As manager of John F. Kerry’s cookie store, Sarah Leah Chase ’79 remembers slicing her hand while chopping a rock-hard, frozen slab of butter back in the days before either she or Kerry, now a Mass. senator and Democratic presidential candidate, were popular icons.
Chase—author of a bestselling cookbook—recalls seeking solace from the Vietnam vet and store owner, but Kerry merely shrugged his shoulders and said, “Oh, that’s nothing compared to what I saw in Vietnam.”
He even paraded her around the Faneuil Hall kitchen, accepting wagers on the number of stitches she would need, Chase says. Soon after the incident, Chase says she decided to leave Kerry’s store and go into business for herself.
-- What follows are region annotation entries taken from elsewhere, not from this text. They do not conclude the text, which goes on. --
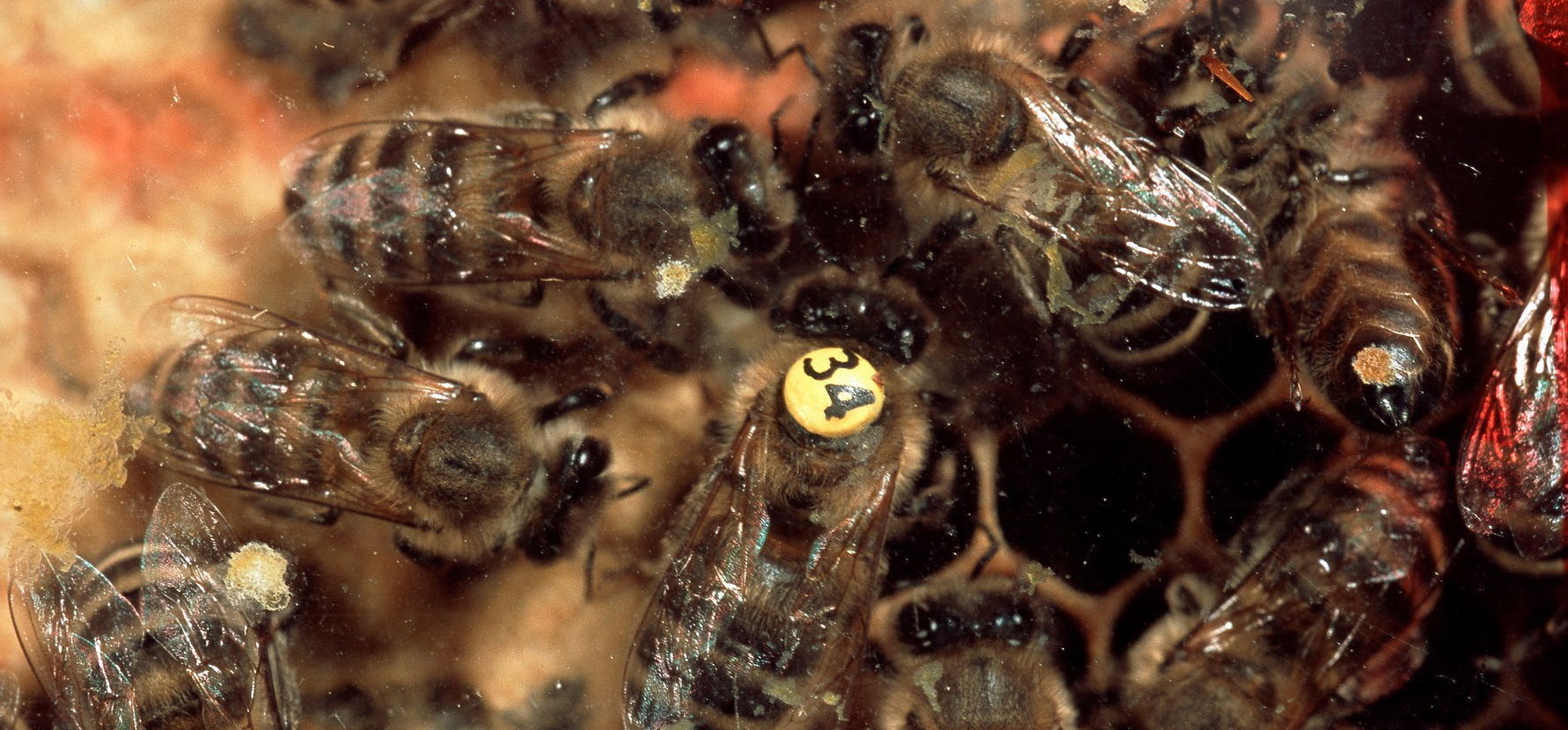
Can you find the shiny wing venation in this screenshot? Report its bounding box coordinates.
[1183,456,1449,712]
[282,120,630,287]
[141,484,260,726]
[132,296,458,525]
[997,69,1263,310]
[1458,261,1568,558]
[626,420,896,728]
[11,555,144,730]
Since then, Chase has forged an impeccable reputation for herself in the cooking industry, hobnobbing with household names such as Julia Childs, Jacques Pepin and Martha Stewart. She also opened and ran for 10 years a successful Nantucket food business and serves as culinary spokesperson for Butterball Turkey and Hellmann’s Mayonnaise.
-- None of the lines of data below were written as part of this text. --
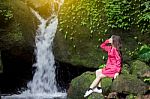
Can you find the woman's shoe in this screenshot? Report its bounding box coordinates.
[93,87,102,93]
[84,88,93,97]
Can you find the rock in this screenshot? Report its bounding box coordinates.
[121,64,130,74]
[68,72,112,99]
[130,60,150,75]
[138,68,150,78]
[107,92,118,99]
[111,74,148,94]
[0,51,3,73]
[0,0,37,50]
[0,0,37,93]
[88,93,105,99]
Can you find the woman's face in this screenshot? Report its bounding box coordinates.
[109,37,112,44]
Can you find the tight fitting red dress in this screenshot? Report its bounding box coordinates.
[100,40,121,78]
Chase’s reputation in food circles derives from her first cookbook, The Silver Palate Good Times Cookbook, which she co-authored in 1984 and immediately hit The New York Times bestseller list. She has continued to write, penning an additional five cookbooks to date along with her first, which together have sold 1.5 million copies nationwide.
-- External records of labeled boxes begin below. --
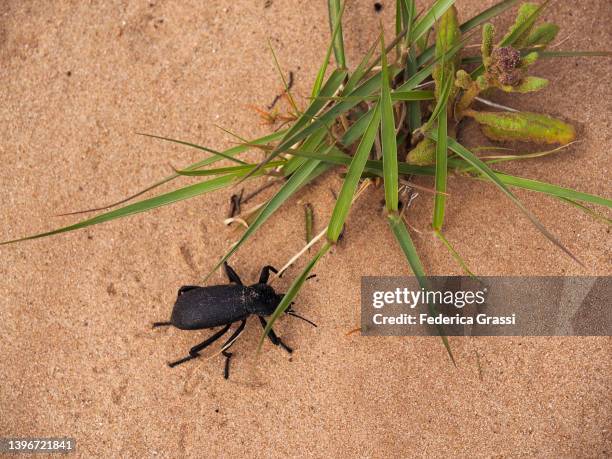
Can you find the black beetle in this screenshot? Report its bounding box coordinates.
[153,263,316,379]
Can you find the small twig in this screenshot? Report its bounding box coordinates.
[304,203,314,243]
[268,71,293,110]
[268,179,372,284]
[227,188,244,218]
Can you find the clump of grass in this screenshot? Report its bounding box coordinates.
[3,0,612,358]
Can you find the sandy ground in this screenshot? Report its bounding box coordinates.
[0,0,612,457]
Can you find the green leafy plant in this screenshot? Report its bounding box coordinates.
[3,0,612,358]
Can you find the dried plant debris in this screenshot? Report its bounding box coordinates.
[3,0,612,357]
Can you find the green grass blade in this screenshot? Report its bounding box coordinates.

In these cookbooks and in her weekly food columns for The Nantucket Spectator, Chase prides herself on blending episodes from her life, such as her brief stint in Kerry’s bakery, with her passion for fine food, making her cookbooks a window into her world.
“I love writing about the outside stories behind the recipes. I write anecdotal recipes; I tell my life’s story through them,” Chase says. “It’s autobiographical.”
NEVER A BLAND GIRL
At each stage of her life, Chase acquired skills that she would later use to become a leader of the cooking profession. Her love of experimenting with recipes came first, followed by the development of her literary skills—necessary for success in her industry—at Harvard.
“I see myself as part of a generation that was able to marry intellect with food, to take it from just being a vocation to something that is highly respected,” Chase says.
Chase’s first brush with gourmet cooking came at age 13, when she served as cook at the Nantucket home of her aunt and uncle. For several months, she furnished the family with three meals a day. She also catered their weekly dinner parties using ingredients that had been grown locally.
“I got used to buying swordfish meat from the local fish market, and fresh fruits, vegetables and flowers came from the back of a truck that was parked on the cobblestone street. I would take the meat and vegetables home, then help my uncle grill them on an outdoor grill,” she says. “My duties quickly spilled over into the kitchen.”
Like in these early years, Nantucket has guided much of her culinary career. While Chase says she has never attended cooking school, she learned to cook by relying on local fruits, vegetables and meats that are staples on Nantucket. Chase’s Nantucket Open House Cookbook, published in 1987, introduces hundreds of recipes of her creation, including curried lentil soup with chutney butter, parmesan lasagna and braised lamb shanks with bourbon-barbeque sauce.
Chase, self-acknowledged as one of the “new breed of chefs during the mega-trend ’80s,” admits in the introduction to one chapter of the cookbook, “I find the recipes...magnificent.”